The idea of social justice
Amartya Sen is all over Indian TV channels promoting his new book titled “The Idea of Justice“. I am just writing this post from observing the various interviews he has given to TV channels like IBN and NDTV.
In the true spirit of the “Argumentative Indian”, it is hard to really get to the core of what he is trying to say. He is like a dragonfly, you approach it with great stealth, your fingers ready to snap it, you are almost certain you have it but it flies off to land a feet away.
Take the following example :
Three children — Anne, Bob and Carla — are quarrelling over a flute: Anne claims the flute on the ground that she is the only one of the three who knows how to play it; Bob demands it on the basis that he is so poor that — unlike others — he has no other toys to play with and it would therefore mean a lot to him if the flute were given to him; and Carla says that it belongs to her because she has made it with her own labour.
The important thing to note here is that none of the claimants questions their rival’s argument but claims that his or hers is the most persuasive. So, who deserves the flute?
Should it go to the child for whom it represents the only source of entertainment as he has no other toys to play with? Or to the one who can actually make practical use of it; or to the child to whom it must belong by virtue of her “right” to the fruits of her labour?
To the common man, the question of who should have the flute can be easily adjudicated. It is as simple as this. Who has current ownership of the flute. We have evolved to a point where the words ‘current’ and ‘ownership’ are fairly clear. Dissent at this basic level will be met with, ‘What the f— is he thinking’. If you find something unclaimed first, you have a ownership right over those who only found it in your possession.
If Carla (the child who made the flute) has not yet traded her ownership rights (i.e sold it ) she owns it. Bob (the poor child) has no rights unless he found the unclaimed flute first.
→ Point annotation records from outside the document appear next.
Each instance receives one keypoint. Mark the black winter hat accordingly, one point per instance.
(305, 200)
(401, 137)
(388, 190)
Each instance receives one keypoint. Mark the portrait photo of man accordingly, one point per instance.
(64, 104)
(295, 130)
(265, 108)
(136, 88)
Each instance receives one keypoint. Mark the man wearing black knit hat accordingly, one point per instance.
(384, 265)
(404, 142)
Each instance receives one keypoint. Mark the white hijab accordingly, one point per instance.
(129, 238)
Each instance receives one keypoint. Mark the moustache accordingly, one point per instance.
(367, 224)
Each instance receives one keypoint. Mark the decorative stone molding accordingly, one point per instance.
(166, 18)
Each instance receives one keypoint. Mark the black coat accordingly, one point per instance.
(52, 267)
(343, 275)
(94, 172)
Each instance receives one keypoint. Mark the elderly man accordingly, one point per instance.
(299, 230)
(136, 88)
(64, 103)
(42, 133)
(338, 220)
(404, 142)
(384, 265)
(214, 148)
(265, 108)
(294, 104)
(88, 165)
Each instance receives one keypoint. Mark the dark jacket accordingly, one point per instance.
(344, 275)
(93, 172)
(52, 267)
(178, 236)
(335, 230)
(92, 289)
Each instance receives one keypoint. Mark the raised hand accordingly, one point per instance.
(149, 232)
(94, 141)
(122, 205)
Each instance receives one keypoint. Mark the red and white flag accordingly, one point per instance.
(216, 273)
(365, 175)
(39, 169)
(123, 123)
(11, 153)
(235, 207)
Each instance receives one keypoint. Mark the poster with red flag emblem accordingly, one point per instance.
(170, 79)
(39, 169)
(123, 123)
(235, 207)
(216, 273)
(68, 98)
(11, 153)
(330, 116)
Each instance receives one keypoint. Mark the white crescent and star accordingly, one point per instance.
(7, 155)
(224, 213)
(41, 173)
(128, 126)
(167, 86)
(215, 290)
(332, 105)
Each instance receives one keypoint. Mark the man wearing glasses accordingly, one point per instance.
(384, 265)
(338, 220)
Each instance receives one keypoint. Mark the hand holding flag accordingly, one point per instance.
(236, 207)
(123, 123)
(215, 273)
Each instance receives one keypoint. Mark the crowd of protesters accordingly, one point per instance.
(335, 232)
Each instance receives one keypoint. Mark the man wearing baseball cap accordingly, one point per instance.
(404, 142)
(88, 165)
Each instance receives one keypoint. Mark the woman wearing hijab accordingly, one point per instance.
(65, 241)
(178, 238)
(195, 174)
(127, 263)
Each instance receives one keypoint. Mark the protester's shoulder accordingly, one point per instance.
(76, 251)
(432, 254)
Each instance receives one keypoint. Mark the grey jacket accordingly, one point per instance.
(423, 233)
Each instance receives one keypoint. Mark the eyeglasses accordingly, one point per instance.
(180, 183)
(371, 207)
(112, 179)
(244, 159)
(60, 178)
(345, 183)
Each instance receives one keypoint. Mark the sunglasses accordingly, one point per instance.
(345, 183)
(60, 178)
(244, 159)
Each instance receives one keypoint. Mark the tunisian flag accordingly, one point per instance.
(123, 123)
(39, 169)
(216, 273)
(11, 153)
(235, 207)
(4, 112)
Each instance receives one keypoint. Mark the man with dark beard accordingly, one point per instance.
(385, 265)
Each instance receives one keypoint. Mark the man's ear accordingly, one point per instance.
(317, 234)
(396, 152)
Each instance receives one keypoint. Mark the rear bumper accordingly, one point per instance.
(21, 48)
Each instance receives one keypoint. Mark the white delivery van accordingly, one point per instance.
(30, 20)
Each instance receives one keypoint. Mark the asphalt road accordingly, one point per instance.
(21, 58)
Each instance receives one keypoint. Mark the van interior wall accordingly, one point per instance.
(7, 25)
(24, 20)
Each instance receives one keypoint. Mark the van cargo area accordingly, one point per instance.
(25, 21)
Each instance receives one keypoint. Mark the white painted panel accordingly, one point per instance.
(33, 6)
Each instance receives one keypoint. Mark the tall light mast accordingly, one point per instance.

Similarly, Anne (the child who knows to play it) has no rights unless she too found the unclaimed flute first.
I do not think any reasonable person, including die hard socialists really dispute the simple ownership scenario described above. It is helpful to remember that socialism never promises an absolute equality, it only promises an undefined greater equality. The soup called ‘something better’ can easily be sold to the masses under various brands.
The scenario described by Amartya Sen is not about justice but about social justice. It could be better phrased as the following.
Imagine that a government had resources to produce exactly one flute, and it was decided that it had no choice but to produce a flute. Who among Bob, Anne, Carla should get that flute ?
See how smoothly we are able to transpose a scenario of ownership into a scenario justifying a central power deciding competing claims.Mr Sen is simply saying that this central deciding power must be compassionate and hold judgement in favour of eliminating the most obvious forms of injustice. Mughal emperor Akbar is portrayed as the ideal here. It is hard to argue with this theme because we are instantly presented with an example of how hard it is to teach a starving student. The real problem in the Indian context is that there are multiple such ‘obvious forms of injustice’ so the problem comes down to assigning weights and evaluating claims of being a victim of an ‘obvious injustice’.
This is the well tread social justice trail.
The book should have been called the ‘The Idea of Social Justice’.